I must admit I can't really see the relevance of comparing COVID deaths with war casualties. It's like comparing cancer deaths with mortal road accidents. Surely it would be more pertinent to compare the death toll from COVID with other viral diseases since 1775, if one wants to go back that far.
Gorillas in San Diego zoo tested positive for COVID - 19-20-21-22? https://zoo.sandiegozoo.org/pressro...-diego-zoo-safari-park-test-positive-covid-19 https://www.nationalgeographic.com/animals/2021/01/gorillas-san-diego-zoo-positive-coronavirus/
It's not meant to be a literal one-for-one comparison, merely a bit of perspective. We build monuments to war dead, we devote holidays to war dead, and our politicians weep fat crocodile tears over the graves of war dead. And yet, when far more people have died in a crisis that was completely avoidable had the proper precautions been properly enforced, the victims themselves are merely shrugged off, or discounted by "well, they didn't really die of that, they died of something else because this guy on You Tube says blah blah blah delusional conspiracy garbage." We're in a war, all right, a war against Internet stupidity.
I do believe, though, wars have never been unavoidable. I guess, we have more difficulties in accepting that we don't really reign over nature as we probably thought we did for far too long now. It takes the glorious majesty from us humans and offends us in our proclaimed rank among all beings on earth when something of such a primitivity as a simple virus can possibly wipe us out. Hopefully we will - after we won this war, to stay in this jargon - not fall back into the cockiness we used to have the time before. But I have my doubt.
As long as there's ignorance, and as long as ignorance is profitable for somebody, humanity will find a way to avoid learning from experience.
The Wuhan virus caught the world off guard; including the CDC and World Health Organization. Blame gaming, subsequent error disclaim, duck and cover punditry cannot simply erasure factual evidence of our all too evident fallible humanity and collective guilt/irresponsibility.
Which is not to say, I trust, that no person or group of persons bear any responsibility for the scale of the problem. “Nobody is perfect.” — T. Bundy
No, of course not. When the story is writ and the tale passes toward time blame and credit can be apportioned from objective distance, tempered by mercy and understanding.
----Edward R Murrow, lateral pass, ran it to paydirt, scored, then a two point conversion (simple screen).
^^^Post script to above. When I was a kid, Murrow, Cronkite, Severeid, Pierpoint, Collingwood, Trout, Smith, and Reynolds, others; all of whom ranked with Mantle and Maris, Berra, Banks, Williams, Koufax with me. Men were gods. Brinkley, Huntley, Wallace. Had it not been for fateful circumstance journalism might have beckoned. But how standard excellence vanished.
While in the here and now people are dying. Many of those deaths could have been prevented. Bad decisions were made, for bad reasons. No need to name names. Mercy and understanding? Tell that to the survivors of the nearly 400,000 who have died to date. While the meter continues running.

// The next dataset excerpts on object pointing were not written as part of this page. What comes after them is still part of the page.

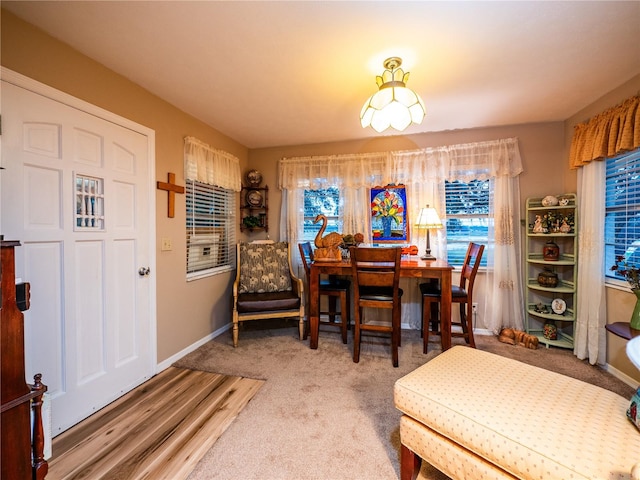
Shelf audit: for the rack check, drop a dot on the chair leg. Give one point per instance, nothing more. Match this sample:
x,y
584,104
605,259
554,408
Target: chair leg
x,y
344,315
435,317
333,302
425,323
356,336
468,323
235,334
395,337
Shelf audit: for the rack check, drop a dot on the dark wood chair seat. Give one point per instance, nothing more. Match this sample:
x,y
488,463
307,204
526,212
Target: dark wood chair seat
x,y
462,294
335,289
275,301
376,276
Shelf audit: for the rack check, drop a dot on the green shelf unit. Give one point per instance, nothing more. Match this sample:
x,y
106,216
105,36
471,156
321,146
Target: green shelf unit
x,y
568,316
566,267
563,340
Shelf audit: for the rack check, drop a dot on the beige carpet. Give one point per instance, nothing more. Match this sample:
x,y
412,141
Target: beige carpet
x,y
321,416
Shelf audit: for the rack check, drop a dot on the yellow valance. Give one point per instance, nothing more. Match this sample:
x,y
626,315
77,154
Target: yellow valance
x,y
607,134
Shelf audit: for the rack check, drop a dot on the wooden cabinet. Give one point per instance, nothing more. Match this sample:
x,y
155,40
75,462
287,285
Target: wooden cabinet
x,y
551,269
18,398
254,208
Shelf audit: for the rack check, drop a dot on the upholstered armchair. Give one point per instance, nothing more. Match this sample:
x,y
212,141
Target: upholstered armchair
x,y
265,285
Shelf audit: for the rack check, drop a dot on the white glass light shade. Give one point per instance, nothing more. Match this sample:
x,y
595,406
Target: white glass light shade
x,y
393,105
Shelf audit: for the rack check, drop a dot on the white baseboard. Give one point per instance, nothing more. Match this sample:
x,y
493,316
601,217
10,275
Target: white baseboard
x,y
622,376
185,351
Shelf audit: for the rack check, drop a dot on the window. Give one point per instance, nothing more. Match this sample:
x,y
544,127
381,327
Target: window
x,y
211,228
467,217
622,212
325,201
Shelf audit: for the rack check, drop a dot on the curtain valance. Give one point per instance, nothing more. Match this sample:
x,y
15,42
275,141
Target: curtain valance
x,y
464,162
206,164
607,134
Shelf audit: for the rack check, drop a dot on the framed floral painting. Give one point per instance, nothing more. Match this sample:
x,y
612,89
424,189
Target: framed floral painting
x,y
389,221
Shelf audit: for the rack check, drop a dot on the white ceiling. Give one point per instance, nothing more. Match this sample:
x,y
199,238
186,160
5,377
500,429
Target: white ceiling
x,y
285,73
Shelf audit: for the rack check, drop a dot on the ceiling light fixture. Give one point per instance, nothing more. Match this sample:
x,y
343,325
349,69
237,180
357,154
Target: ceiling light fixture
x,y
393,105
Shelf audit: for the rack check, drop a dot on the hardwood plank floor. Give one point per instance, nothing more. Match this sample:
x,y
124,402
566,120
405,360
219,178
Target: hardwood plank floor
x,y
159,430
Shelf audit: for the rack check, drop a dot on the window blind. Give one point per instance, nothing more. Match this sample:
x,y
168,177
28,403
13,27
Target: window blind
x,y
622,211
210,229
467,208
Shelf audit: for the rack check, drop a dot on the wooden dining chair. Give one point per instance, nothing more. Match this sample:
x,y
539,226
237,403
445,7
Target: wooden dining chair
x,y
376,279
334,289
462,294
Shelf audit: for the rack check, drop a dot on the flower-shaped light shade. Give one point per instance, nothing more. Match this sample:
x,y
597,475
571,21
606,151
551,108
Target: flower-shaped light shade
x,y
393,105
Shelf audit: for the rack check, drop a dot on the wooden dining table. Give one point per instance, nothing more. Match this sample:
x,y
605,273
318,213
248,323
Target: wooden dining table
x,y
410,266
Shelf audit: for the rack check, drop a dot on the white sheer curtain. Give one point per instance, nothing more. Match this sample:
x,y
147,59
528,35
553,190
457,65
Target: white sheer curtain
x,y
590,339
206,164
423,172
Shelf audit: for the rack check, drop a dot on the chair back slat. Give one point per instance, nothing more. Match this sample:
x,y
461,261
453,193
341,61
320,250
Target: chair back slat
x,y
471,264
376,267
306,254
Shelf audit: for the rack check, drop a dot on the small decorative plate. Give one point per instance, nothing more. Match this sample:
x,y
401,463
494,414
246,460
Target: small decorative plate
x,y
558,306
254,198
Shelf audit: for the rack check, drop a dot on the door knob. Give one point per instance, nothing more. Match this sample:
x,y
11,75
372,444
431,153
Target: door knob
x,y
144,271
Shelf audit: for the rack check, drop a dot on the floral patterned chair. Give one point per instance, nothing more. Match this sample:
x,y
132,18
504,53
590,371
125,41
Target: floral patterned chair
x,y
265,285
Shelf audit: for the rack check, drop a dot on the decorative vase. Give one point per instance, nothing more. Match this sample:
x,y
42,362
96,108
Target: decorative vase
x,y
386,227
548,278
635,316
550,251
550,331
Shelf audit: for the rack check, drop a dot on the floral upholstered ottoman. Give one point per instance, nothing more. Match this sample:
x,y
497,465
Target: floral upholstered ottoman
x,y
473,414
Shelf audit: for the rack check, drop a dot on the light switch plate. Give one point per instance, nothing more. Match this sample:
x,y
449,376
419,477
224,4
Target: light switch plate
x,y
166,245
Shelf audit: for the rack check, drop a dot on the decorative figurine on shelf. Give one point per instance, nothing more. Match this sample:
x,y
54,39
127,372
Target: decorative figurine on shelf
x,y
550,251
327,248
537,226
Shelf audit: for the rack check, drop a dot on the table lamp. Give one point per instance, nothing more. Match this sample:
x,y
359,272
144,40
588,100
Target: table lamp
x,y
427,219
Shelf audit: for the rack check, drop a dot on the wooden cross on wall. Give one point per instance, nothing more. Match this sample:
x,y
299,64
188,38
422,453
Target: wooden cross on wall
x,y
172,188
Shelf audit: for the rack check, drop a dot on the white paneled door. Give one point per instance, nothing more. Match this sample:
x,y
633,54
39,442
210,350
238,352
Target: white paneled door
x,y
76,194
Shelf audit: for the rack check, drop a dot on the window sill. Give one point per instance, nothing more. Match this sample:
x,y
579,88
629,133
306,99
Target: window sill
x,y
208,273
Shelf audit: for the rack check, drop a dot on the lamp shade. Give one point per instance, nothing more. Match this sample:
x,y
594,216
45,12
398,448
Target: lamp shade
x,y
393,105
428,218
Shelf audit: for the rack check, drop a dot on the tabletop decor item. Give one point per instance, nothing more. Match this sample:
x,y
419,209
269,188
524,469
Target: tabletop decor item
x,y
327,247
632,275
551,251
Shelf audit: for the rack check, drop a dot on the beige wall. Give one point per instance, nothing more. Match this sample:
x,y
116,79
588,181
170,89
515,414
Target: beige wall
x,y
186,311
541,147
620,302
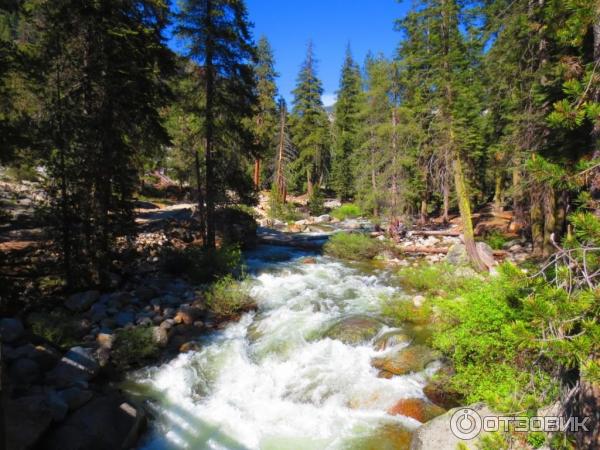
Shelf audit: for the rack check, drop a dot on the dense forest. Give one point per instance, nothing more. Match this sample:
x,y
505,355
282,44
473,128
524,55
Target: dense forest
x,y
486,105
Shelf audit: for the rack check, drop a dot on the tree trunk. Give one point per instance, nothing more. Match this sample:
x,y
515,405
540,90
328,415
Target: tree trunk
x,y
464,207
200,197
209,129
537,223
549,205
498,194
257,174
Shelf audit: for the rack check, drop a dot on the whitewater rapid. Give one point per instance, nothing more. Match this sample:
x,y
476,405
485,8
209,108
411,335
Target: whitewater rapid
x,y
271,381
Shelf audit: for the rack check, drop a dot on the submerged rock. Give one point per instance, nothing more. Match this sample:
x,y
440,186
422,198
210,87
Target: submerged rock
x,y
354,330
416,408
406,360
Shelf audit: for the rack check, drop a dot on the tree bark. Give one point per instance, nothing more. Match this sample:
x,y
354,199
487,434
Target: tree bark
x,y
209,90
464,207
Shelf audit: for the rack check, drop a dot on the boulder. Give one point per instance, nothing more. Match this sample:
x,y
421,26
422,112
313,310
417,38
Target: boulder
x,y
79,364
437,435
416,408
26,420
125,318
457,255
391,338
354,330
82,301
486,253
104,422
24,371
409,359
75,397
11,330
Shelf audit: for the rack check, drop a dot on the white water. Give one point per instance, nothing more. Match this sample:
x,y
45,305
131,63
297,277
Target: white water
x,y
267,382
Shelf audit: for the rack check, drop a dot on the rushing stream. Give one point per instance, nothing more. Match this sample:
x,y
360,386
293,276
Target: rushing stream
x,y
272,380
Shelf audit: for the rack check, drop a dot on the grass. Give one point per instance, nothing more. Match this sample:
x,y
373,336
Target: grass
x,y
228,297
201,265
347,211
133,347
57,327
352,246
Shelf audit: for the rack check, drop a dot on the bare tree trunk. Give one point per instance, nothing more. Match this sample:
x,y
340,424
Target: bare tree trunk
x,y
209,90
537,222
200,197
549,205
465,213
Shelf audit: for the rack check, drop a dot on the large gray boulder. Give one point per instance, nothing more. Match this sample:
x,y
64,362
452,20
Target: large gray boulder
x,y
103,423
11,330
78,364
82,301
437,434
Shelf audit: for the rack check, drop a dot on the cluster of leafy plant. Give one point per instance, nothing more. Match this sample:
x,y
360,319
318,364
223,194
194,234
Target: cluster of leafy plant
x,y
133,347
495,239
228,297
347,211
202,265
352,246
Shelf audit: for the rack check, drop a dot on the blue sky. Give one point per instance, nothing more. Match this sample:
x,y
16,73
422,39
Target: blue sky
x,y
331,24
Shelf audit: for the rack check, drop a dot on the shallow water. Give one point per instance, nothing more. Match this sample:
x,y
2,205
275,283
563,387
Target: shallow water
x,y
271,381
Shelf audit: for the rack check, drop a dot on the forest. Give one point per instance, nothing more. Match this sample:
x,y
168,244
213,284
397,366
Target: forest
x,y
131,172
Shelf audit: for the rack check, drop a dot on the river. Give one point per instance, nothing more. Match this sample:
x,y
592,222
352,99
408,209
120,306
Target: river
x,y
273,380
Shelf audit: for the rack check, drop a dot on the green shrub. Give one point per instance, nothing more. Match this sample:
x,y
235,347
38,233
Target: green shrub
x,y
353,246
439,278
347,211
202,265
133,347
57,327
495,239
228,297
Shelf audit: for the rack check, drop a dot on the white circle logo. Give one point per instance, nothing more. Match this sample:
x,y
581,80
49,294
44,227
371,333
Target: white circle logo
x,y
465,424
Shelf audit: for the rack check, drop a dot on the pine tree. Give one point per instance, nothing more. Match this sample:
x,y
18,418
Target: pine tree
x,y
218,36
310,128
346,128
266,118
102,90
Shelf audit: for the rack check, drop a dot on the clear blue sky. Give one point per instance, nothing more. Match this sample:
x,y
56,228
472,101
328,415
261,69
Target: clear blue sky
x,y
331,24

When I was a little girl, I thought that Eric Severeid was God. Not from a journalistic point of view, I thought, with his big gray head floating on the TV screen, that he was actually The Lord Himself. I tried to explain this to my Sunday School teacher, but I don't think she got it. It's always a bit jarring to realize that Edward R. "This...Is London" Murrow of the grave gaze and the meaningful pause was also Edward R. "Person To Person" Murrow, who interviewed starlets with a rictus smile. But then, go back further and you find H. V. Kaltenborn, the definitive serious commentator of the radio era, willingly gagging it up as a guest star with Fred Allen. The line between broadcast news and entertainment has always been finer than we want to think it was. If anything, that made me feel a bit better about my own radio career.
^^^^^ Journalism *is* show biz, and not just broadcast news. Yes, at its best it informs and enlightens more than amuses and titillates, but even the more sober and serious print publications have more than a little fluff. Comics, crossword puzzles, gardening columns, sports pages. Et cetera. “There has to be something in this rag for everyone who picks it up,” I said to the millionaire with whom I started up a publication a couple decades ago. “We’re selling an audience to our advertisers,” I told her, “eyes on the page.”
And as to those TV news reporters of our salad days ... I was partial to Sander Vanocur. His coverage of the events of 1968, a year which more than any other shaped my view of the world and my place in it (for better or for worse), will be with me until I either croak or go dingy.
In Canada, somewhere around 70% of Covid deaths have occurred in Long Term Care homes..... and the rate of death is still so very high in the homes.....coming up to one year now. It is not, in my view, due to hard heartedness, or even incompetence but I think if nothing else it proves some problems are beyond the capability of government to solve. I know this as the dead bodies keep piling up in the LTC homes.